En primer lugar, en el mal uso que estamos haciendo del mundo natural, como si no fuera más que mera materia a explotar, llegando incluso al riesgo de destruirla. El accidente de Fukushima rompió la esperanza de que podemos controlar el mundo gracias a nuestra civilización tecnocéntrica.

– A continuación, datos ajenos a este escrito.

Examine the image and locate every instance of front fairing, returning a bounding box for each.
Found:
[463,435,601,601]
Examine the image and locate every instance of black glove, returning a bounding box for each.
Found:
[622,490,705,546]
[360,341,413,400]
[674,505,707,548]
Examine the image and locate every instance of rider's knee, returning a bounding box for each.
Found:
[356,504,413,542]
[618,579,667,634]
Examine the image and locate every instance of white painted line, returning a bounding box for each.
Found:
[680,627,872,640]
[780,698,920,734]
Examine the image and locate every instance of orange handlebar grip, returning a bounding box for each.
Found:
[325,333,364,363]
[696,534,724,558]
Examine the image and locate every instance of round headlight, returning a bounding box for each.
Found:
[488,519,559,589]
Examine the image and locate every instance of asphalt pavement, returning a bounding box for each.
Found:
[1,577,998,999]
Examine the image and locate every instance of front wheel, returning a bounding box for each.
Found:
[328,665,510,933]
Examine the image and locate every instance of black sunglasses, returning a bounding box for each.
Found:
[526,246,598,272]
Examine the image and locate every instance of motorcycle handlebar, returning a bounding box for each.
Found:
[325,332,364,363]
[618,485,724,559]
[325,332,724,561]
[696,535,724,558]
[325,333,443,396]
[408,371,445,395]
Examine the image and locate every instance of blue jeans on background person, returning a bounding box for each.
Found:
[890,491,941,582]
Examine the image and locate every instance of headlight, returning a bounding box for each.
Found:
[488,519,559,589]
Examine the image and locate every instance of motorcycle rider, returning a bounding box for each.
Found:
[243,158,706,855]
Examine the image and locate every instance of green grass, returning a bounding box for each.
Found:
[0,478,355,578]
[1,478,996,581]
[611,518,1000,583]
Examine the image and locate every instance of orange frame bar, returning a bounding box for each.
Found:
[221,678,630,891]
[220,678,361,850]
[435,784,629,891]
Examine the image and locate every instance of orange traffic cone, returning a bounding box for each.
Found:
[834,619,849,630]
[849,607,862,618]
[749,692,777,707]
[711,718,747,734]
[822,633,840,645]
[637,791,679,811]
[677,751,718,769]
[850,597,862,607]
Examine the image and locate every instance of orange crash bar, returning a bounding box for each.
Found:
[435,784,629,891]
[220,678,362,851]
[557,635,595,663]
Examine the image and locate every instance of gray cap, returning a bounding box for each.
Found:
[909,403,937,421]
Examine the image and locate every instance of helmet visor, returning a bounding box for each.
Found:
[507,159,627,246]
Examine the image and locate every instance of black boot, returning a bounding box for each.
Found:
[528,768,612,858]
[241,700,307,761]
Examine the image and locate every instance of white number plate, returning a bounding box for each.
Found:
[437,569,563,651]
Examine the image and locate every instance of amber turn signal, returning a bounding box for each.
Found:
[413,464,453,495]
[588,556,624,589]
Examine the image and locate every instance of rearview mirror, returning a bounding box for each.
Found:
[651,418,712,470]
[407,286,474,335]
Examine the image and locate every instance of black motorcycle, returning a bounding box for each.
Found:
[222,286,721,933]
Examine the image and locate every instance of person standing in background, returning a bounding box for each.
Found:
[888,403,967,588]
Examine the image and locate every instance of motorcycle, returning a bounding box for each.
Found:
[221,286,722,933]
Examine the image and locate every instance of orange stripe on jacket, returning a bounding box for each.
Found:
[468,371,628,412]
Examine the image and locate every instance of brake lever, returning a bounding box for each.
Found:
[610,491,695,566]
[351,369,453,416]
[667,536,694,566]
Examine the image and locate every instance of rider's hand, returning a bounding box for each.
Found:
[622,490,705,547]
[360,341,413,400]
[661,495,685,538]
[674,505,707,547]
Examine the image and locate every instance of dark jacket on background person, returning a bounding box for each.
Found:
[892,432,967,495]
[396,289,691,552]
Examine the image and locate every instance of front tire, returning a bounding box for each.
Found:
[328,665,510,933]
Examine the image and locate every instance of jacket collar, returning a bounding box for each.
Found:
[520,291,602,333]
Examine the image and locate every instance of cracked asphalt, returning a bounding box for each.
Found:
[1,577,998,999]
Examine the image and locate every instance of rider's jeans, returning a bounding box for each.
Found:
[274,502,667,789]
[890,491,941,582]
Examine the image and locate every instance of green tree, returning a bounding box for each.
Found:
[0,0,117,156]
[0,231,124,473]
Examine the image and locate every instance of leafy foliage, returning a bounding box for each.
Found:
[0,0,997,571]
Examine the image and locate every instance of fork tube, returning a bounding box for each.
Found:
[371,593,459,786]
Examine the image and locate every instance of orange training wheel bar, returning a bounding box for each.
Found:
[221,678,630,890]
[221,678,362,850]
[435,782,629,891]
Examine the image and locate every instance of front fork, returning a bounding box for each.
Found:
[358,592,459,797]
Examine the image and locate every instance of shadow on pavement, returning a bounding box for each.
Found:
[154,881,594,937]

En segundo lugar la descomposición de los vínculos sociales. Hemos pensado que bastaba la producción de riquezas materiales, que son un valor en sí, sin duda, para lograr una vida social mejor. La gente, al tener más, sería más feliz. ¡Pues no! En realidad el capitalismo nunca ha producido más desigualdades que en la actualidad. Lo que estamos observando es que cada día hay más gente con escasos salarios (el reciente Informe de Cáritas-España lo cuantifica) mientras que aumentan las remuneraciones de algunos privilegiados. Hace dos semanas la prensa nos informó que un alto ejecutivo de la mayor entidad bancaria española se retiró con una jubilación de 56 millones de euros. En Francia, señala nuestro autor, si el año 1970 la relación de salarios en las empresas era de 1 a 20, ahora es de 1 a 4.000 en las empresas del CAC (el equivalente al IBEX español).
La tercera idea apunta a un modo de vida fundado en el hiperconsumo, en la pura acumulación de los productos. Mediante la publicidad, incitando hasta el extremo el consumo, lo desligamos en exceso de su base funcional y supervalorizamos la dimensión emocional. La consecuencia es que estamos matando el deseo. Lo hemos transformado en mera pulsión del momento. La pulsión de comprar y poseer, sin verdaderamente desear. Un ejemplo para no incomodar a nadie: un amigo me dijo que, en Reyes, su sobrina de 5 años, recibió más de treinta regalos distintos en diferentes domicilios de padres, tíos, abuelos etc. Pasado el momento, ¿de cuántos disfrutó?
Propugna en su libro la economía de lo inmaterial, la economía de la persona. Su fuerza residiría, a) en el saber hacer de los trabajadores de la empresa, b) en la buena reputación de la empresa y en la de la marca que produce y, c) en el respeto a los consumidores, no como clientes, sino como personas.
¿Lo despachamos, sin más, como si fueran músicas celestiales?